Now let's set QSG_RHI_BACKEND=vulkan :
qt.scenegraph.general: Using QRhi with backend Vulkan graphics API debug/validation layers: 0 QRhi profiling and debug markers: 0 qt.scenegraph.general: threaded render loop qt.scenegraph.general: Using sg animation driver qt.scenegraph.general: Animation Driver: using vsync: 16.95 ms WARNING: radv is not a conformant vulkan implementation, testing use only. qt.rhi.general: Physical device 0: 'AMD RADV CAPE VERDE (LLVM 8.0.1)' 19.1.99 qt.rhi.general: using this physical device qt.rhi.general: queue family 0: flags=0xf count=1 qt.rhi.general: queue family 1: flags=0xe count=2 qt.rhi.general: 55 device extensions available qt.scenegraph.general: MSAA sample count for the swapchain is 1. Alpha channel requested = no. qt.scenegraph.general: rhi texture atlas dimensions: 2048x1024 qt.rhi.general: Creating new swapchain of 3 buffers, size 1280x720, presentation mode 2
Apparently now rendering happens through Vulkan. However, even the most exotic features of Qt Quick, such as text rendering in a distance field, shader effects, and particles, are present as expected.
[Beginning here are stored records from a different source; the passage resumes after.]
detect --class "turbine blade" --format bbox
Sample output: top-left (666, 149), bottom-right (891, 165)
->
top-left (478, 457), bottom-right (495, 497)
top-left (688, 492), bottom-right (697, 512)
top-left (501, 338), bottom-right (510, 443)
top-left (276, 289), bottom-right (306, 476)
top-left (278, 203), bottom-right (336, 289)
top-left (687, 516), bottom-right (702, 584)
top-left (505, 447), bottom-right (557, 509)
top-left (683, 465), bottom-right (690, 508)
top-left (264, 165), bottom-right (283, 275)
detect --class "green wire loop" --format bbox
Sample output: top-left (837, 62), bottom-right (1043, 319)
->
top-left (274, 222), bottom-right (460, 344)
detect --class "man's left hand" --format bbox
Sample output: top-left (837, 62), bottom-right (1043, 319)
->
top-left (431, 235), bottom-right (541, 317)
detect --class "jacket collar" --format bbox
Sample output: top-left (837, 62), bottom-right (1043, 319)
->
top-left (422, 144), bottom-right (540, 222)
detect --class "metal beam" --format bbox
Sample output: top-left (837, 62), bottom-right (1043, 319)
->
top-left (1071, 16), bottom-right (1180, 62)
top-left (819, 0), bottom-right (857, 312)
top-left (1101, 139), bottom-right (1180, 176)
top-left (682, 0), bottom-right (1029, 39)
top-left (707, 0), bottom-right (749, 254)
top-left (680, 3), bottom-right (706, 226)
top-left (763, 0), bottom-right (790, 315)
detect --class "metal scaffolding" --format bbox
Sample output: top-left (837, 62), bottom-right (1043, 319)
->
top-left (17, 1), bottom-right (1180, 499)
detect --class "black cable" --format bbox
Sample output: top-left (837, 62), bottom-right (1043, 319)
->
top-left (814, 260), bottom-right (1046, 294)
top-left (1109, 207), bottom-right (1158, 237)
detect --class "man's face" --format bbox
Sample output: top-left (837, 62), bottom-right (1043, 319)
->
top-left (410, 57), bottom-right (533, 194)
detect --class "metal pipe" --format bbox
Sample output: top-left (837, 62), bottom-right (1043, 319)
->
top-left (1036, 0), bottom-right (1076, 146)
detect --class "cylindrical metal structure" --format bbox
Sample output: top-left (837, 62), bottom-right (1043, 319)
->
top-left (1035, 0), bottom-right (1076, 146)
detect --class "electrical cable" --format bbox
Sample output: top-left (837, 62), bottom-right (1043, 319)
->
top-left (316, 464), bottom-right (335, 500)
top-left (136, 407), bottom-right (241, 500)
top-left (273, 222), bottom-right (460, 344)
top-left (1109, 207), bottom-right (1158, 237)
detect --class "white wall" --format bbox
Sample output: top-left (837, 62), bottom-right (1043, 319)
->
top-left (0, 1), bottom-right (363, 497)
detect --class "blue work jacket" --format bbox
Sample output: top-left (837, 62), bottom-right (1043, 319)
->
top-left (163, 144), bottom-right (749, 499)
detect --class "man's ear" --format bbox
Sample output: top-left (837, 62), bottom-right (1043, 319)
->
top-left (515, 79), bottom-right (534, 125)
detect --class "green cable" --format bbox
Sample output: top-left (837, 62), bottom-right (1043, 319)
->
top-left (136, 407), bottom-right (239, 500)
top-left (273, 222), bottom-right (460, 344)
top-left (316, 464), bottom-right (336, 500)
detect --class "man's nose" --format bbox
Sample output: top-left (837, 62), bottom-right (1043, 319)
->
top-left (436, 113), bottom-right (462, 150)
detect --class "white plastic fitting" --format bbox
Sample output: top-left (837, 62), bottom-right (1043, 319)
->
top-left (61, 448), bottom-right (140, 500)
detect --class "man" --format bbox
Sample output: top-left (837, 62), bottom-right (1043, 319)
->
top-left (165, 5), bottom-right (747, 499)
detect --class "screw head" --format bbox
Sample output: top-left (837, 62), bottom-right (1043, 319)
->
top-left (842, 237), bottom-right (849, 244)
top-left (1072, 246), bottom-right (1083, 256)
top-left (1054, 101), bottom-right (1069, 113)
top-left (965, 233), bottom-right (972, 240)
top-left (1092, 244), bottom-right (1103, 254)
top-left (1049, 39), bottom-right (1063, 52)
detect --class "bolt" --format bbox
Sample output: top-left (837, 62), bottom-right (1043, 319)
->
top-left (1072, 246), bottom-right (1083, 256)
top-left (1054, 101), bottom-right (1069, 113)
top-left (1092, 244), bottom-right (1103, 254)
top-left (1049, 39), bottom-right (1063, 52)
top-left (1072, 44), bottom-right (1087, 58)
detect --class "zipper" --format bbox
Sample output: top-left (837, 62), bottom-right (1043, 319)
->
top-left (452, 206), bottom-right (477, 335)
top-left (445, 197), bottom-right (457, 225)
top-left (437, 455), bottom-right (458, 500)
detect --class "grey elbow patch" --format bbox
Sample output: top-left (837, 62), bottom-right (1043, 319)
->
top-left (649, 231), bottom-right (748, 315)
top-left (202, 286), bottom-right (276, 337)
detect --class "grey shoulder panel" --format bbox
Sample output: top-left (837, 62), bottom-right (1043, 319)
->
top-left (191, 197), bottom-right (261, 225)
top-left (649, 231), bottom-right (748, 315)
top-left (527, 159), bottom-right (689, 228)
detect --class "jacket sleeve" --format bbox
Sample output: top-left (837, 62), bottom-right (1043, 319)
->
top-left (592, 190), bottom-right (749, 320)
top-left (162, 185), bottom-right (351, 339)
Running the application in RenderDoc and capturing a frame gives the following. Qt Quick does build the Vulkan pipeline state objects and command buffers, and the shader code is provided as SPIR-V bytecode.
The second part of this series will look at what Qt 5.14 has to offer for macOS and Windows. After that, let's move on to how it all works under the hood and what the implications will be for applications requiring custom materials and effects.